Craigslist founder Craig Newmark announced Thursday that he will donate $6 million to the watchdog website Consumer Reports to create a new “Digital Lab” to focus exclusively on “consumer rights in the digital era.”

“CR’s new Digital Lab will shine a light on the data privacy and security issues that consumers increasingly face, as well as examine the broader topics of fair market competition, transparency, and consumer choice in today’s digital marketplace,” Craig Newmark Philanthropies said in a press release.”

The donation is the single largest gift in the history of Consumer Reports and will allow the organization press its effort to pressure government agencies to be more responsive to digital consumer concerns.
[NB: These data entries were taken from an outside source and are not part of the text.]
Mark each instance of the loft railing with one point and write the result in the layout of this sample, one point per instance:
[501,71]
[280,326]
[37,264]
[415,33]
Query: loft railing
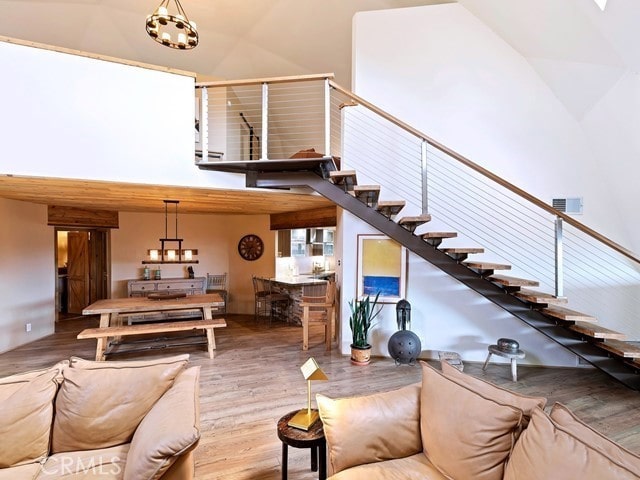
[599,276]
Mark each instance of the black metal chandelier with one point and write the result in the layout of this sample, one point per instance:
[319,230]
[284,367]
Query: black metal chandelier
[172,29]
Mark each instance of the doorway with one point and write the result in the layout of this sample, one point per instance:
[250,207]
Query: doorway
[82,268]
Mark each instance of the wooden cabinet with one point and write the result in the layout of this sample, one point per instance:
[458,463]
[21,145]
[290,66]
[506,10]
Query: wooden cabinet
[190,286]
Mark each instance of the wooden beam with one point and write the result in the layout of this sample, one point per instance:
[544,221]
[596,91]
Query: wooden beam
[317,217]
[80,217]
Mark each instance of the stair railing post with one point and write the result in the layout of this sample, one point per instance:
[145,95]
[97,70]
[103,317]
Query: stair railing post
[204,123]
[265,122]
[559,259]
[327,117]
[425,192]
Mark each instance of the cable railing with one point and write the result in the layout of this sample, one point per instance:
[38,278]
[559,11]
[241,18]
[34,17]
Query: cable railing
[598,276]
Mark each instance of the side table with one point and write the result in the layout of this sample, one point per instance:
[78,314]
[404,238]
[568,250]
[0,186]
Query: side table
[313,439]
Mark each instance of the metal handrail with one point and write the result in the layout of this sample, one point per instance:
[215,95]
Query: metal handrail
[328,78]
[488,174]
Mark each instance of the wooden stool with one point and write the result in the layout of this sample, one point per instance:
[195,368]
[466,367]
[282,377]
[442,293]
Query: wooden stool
[494,350]
[313,439]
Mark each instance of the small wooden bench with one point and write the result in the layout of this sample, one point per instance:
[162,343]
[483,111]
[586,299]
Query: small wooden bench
[102,334]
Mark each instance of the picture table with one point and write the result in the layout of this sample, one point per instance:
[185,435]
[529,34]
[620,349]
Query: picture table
[113,310]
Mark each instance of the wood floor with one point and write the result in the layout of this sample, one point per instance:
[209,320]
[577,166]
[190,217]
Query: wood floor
[254,379]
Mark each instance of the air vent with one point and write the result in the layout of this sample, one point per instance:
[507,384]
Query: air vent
[572,206]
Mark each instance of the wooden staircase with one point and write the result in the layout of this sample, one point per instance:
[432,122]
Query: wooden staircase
[576,331]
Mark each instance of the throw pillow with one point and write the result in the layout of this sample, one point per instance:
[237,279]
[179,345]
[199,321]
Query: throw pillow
[494,392]
[26,414]
[171,428]
[101,406]
[465,434]
[371,428]
[567,421]
[546,450]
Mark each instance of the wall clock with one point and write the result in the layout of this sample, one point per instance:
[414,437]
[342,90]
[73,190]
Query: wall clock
[250,247]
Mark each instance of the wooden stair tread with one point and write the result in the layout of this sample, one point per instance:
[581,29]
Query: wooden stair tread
[533,296]
[486,265]
[506,281]
[389,208]
[463,250]
[343,176]
[430,235]
[596,331]
[620,348]
[567,314]
[367,194]
[411,223]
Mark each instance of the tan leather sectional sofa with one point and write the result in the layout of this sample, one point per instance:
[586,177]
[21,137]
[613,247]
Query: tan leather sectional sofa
[131,420]
[455,426]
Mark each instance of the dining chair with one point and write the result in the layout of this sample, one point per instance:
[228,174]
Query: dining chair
[217,283]
[319,308]
[261,294]
[269,303]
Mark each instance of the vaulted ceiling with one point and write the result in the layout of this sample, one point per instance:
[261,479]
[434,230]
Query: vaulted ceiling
[567,42]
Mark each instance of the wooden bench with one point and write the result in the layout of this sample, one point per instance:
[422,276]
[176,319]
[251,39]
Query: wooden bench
[103,334]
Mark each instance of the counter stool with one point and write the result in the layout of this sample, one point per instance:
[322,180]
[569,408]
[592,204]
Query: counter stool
[506,348]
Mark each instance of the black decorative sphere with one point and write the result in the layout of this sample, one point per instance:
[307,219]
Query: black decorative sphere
[508,345]
[405,347]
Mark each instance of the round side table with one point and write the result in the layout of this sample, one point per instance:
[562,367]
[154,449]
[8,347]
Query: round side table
[313,439]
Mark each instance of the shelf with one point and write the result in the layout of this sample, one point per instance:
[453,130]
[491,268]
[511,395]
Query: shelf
[174,262]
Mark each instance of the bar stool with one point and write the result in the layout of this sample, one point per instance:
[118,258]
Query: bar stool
[507,348]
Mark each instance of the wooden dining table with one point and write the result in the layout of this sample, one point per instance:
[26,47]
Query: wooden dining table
[112,311]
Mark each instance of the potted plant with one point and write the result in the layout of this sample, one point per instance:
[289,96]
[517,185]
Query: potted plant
[363,314]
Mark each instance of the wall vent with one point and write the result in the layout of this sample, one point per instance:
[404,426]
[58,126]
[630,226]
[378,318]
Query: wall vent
[572,206]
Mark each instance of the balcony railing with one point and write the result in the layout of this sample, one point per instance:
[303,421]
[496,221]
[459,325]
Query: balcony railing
[286,115]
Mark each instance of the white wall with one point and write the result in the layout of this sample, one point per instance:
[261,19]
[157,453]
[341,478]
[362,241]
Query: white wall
[69,116]
[445,314]
[216,238]
[28,273]
[444,72]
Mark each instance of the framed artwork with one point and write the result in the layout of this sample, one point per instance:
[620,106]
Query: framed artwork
[382,267]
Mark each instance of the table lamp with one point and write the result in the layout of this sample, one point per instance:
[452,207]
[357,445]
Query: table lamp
[306,417]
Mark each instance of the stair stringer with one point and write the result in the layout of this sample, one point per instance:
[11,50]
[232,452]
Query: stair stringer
[494,293]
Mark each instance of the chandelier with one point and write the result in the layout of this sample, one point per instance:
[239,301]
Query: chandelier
[173,30]
[170,255]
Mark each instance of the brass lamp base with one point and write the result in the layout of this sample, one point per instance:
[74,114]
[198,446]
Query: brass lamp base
[304,419]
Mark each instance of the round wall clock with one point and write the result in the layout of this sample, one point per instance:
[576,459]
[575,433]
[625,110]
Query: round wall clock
[250,247]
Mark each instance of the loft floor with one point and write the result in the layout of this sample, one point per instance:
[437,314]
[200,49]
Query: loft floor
[254,379]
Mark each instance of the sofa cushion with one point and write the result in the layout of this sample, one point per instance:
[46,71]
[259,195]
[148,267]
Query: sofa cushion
[371,428]
[103,409]
[100,464]
[494,392]
[26,414]
[567,421]
[543,448]
[171,428]
[23,472]
[465,434]
[415,467]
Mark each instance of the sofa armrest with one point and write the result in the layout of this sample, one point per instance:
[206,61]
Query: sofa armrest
[170,429]
[371,428]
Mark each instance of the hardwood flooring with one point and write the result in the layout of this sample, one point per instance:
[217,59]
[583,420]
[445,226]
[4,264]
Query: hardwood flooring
[254,379]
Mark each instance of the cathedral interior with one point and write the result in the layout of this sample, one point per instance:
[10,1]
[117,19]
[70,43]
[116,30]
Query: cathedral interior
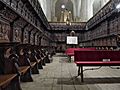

“Our digital testing has already showed how products and services we use every day can expose us to many new and potential harms. Consumer Reports’ new Digital Lab will reveal precisely how and where our rights are undermined by the unchecked influence of technology,” Marta Tellado, CEO and President of Consumer Reports said in a statement. “Armed with that knowledge, consumers can make more secure choices that protect our privacy and hold these giants to account.”

Though Newmark is reviled by some older journalists for Craigslist and its free classified ads, which proved the canary in the coal mine for the demise of legacy media, he has won new friends for his multiple and generous investments in new media start ups and academic institutions.

In February, he donated $10 million to Columbia University to create the “Craig Newmark Philanthropies to Launch a New Center for Journalism Ethics and Security.” There was also an addition $5 million earmarked for the Florida-based media think tank Poynter. Newmark is also the primary backer of the new media startup The Markup, which aims to cover how big tech is changing our relationship to news and politics.